"I thought we did a great job tonight, getting out there and scoring some points," said Tierney-Walker, co-head coach of the Tigers, who watched Ava Ohlgren win an individual championship Thursday night.
"It was a good session, but this is a meet made up of sessions and you basically start over every day so we have to come back ready tomorrow," she added.
After Thursday night's competition ending the first of three days of competition, the Tigers are in second place with 132 points, 19 behind Arizona, which was expected to do well in day one's events.
The Tigers, who are hoping to win a third consecutive NCAA title, were in second place behind Arizona the past two seasons and overcame day one deficits of three points and 10 points in those meets.

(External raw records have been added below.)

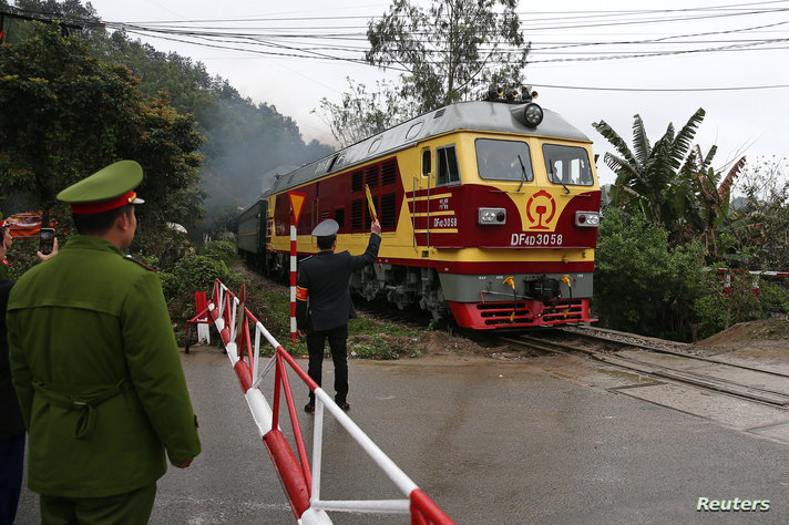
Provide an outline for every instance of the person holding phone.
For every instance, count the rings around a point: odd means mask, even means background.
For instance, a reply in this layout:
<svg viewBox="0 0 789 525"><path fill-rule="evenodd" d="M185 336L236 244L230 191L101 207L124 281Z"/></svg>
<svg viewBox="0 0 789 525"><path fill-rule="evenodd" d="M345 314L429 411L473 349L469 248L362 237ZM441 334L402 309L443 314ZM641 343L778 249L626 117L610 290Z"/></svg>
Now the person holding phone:
<svg viewBox="0 0 789 525"><path fill-rule="evenodd" d="M121 161L58 194L79 235L11 289L11 375L43 523L147 524L166 459L185 469L201 452L162 284L122 255L142 178Z"/></svg>
<svg viewBox="0 0 789 525"><path fill-rule="evenodd" d="M6 307L13 286L13 280L8 278L6 254L12 244L10 226L0 222L0 524L13 523L17 515L24 464L24 420L11 383L6 330ZM49 253L38 255L47 260L57 253L58 239L52 230Z"/></svg>

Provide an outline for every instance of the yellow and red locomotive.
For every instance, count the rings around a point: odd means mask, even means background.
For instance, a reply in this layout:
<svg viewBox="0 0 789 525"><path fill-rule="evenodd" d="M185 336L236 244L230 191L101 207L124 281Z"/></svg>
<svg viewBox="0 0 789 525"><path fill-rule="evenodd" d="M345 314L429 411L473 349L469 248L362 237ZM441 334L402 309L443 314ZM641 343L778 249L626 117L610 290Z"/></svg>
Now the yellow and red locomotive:
<svg viewBox="0 0 789 525"><path fill-rule="evenodd" d="M601 192L588 137L532 93L492 91L441 107L280 176L239 217L239 251L286 275L288 191L306 195L298 254L310 231L340 225L338 249L361 253L370 213L379 257L352 291L460 327L590 321Z"/></svg>

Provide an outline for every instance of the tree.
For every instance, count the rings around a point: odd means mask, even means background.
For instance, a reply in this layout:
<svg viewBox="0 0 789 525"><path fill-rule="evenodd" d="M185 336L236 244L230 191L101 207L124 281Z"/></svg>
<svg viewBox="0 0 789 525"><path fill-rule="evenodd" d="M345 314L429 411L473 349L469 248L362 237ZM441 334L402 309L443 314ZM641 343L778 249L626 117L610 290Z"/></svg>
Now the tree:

Ohlgren just missed an NCAA record in winning the 200 individual medley in a time of 1:53.94, just off the mark set by former Auburn star Maggie Bowen.
"It felt great, really smooth and it was just awesome," said Ohlgren. "I'm so excited. I missed the record by .03, but, oh well, I'll get it next year."

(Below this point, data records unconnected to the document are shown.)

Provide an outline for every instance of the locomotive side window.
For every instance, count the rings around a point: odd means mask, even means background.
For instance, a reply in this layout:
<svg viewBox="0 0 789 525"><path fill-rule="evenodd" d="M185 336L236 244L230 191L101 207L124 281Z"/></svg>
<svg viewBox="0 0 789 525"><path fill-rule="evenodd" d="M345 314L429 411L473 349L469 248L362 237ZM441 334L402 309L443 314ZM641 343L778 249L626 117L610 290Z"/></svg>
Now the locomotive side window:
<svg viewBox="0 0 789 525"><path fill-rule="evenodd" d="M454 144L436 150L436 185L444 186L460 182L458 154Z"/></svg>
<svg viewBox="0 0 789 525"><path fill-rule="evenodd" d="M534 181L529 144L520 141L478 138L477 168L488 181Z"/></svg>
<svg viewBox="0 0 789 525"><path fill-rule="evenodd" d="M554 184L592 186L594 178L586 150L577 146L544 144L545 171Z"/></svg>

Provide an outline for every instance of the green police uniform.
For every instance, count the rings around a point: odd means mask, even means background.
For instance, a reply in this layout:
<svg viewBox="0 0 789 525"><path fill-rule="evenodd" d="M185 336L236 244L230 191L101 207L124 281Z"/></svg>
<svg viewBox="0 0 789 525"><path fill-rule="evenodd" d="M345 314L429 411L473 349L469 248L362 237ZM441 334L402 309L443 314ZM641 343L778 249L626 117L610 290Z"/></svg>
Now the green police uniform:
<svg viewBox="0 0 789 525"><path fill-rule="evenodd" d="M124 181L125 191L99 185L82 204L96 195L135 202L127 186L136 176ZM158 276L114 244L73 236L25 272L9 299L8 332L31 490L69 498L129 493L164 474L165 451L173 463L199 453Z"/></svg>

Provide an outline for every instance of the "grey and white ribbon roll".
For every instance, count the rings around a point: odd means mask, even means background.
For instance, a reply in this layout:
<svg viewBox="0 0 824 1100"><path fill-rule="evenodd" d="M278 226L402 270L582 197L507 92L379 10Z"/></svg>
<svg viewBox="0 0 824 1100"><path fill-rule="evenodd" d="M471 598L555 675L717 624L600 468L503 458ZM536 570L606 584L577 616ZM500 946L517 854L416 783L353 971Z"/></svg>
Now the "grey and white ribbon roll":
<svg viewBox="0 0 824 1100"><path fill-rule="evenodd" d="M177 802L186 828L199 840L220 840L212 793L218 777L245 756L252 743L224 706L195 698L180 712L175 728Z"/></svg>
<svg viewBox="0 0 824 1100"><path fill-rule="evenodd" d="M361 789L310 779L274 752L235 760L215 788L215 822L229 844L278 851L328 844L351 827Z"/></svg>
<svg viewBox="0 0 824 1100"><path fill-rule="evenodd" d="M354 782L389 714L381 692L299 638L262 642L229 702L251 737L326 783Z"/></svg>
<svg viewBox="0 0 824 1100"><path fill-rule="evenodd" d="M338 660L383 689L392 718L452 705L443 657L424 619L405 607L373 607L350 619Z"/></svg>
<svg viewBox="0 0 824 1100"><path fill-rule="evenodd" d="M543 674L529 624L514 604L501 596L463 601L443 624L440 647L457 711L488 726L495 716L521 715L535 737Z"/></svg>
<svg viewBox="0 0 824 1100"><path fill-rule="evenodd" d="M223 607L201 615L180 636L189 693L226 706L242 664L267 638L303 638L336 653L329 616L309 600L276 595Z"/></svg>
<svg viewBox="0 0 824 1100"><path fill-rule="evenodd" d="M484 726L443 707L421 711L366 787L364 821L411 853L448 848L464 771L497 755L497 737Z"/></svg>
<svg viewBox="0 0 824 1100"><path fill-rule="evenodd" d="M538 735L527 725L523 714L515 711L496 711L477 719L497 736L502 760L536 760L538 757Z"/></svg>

Auburn senior Emily Kukors finished third in the 200 IM in 1:55.28. She was edged out of second place by .02 by her sister, Ariana, a freshman for the University of Washington.
Ohlgren and Kukors helped the 200 freestyle relay set an Auburn record with a time of 1:28.79 to take third place in the event won by Arizona in an NCAA record time of 1:26.90. Kara Denby and Emile Ewing helped break the AU record that was set in 2002 by Becky Short, Maggie Bowen, Cassidy Maxwell and Eileen Coparropa
Maggie Bird, who almost missed qualifying for the finals in the 500 freestyle, set a personal record with a time of 4:39.51 to finish second behind the American record time of 4:33.60 posted by Carolina Burckle of Florida. "I've wanted to break 4:40 for a long time and it felt great to go out and do it," Bird said.

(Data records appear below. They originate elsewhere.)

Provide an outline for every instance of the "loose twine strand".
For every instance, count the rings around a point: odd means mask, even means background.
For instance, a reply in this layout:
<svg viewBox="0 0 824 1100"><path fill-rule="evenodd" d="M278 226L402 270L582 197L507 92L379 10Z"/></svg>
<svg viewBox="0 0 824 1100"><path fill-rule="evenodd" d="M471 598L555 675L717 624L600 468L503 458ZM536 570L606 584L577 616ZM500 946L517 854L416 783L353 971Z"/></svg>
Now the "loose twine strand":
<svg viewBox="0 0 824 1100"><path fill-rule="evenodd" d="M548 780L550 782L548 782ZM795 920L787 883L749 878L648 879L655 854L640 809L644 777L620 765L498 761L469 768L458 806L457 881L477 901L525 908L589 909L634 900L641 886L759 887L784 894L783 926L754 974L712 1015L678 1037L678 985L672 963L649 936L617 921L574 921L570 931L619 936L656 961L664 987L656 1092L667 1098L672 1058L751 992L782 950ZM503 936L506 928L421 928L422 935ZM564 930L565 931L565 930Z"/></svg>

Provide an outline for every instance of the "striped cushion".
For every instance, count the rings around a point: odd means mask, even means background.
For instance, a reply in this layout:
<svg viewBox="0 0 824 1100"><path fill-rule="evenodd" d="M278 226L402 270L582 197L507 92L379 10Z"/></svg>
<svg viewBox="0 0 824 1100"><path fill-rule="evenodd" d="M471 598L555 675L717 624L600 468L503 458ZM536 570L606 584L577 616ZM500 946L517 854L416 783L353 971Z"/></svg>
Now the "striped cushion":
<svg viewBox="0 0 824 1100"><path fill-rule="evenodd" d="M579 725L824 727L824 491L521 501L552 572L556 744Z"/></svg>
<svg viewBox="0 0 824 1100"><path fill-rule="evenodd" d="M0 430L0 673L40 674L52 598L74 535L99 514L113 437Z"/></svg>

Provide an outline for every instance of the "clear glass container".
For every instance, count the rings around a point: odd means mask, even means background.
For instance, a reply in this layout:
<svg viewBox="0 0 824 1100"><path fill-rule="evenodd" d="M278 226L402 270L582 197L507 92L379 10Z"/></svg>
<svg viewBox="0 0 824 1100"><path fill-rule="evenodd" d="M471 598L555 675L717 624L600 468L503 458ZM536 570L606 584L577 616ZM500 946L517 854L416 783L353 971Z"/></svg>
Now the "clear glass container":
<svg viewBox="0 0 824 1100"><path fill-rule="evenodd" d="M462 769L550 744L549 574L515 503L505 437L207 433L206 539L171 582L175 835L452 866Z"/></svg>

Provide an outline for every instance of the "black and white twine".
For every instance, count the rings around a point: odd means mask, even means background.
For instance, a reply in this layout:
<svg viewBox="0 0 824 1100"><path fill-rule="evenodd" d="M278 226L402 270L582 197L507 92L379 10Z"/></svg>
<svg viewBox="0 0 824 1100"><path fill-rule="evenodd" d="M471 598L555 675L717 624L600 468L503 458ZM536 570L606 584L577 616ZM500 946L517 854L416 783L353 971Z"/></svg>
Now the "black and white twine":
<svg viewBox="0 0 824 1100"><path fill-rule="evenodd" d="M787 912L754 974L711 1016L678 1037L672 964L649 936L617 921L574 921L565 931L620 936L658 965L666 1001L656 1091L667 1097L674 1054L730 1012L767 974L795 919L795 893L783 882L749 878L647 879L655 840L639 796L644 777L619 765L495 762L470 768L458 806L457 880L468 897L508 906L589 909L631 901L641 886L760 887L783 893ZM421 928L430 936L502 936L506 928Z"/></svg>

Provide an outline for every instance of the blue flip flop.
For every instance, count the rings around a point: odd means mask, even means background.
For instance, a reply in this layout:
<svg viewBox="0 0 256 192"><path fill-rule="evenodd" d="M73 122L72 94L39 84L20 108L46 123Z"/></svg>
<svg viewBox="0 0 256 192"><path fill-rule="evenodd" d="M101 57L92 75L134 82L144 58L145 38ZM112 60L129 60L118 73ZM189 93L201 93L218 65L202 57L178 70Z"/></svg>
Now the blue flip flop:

Maggie Bird swims for the Tigers on Thursday night.
In the final event of day one, Auburn finished second in the 400 medley relay with Margo McCawley, Denby, Ohlgren and Kukors swimming a time of 3:32.84. Arizona set an NCAA record time of 3:29.06.
"I thought we swam real tough," said Auburn coach Richard Quick. "We probably maxed out what we could do in the relays and we swam faster than we are seeded, but this meet is going to be a battle and we have to wake up ready to swim tomorrow."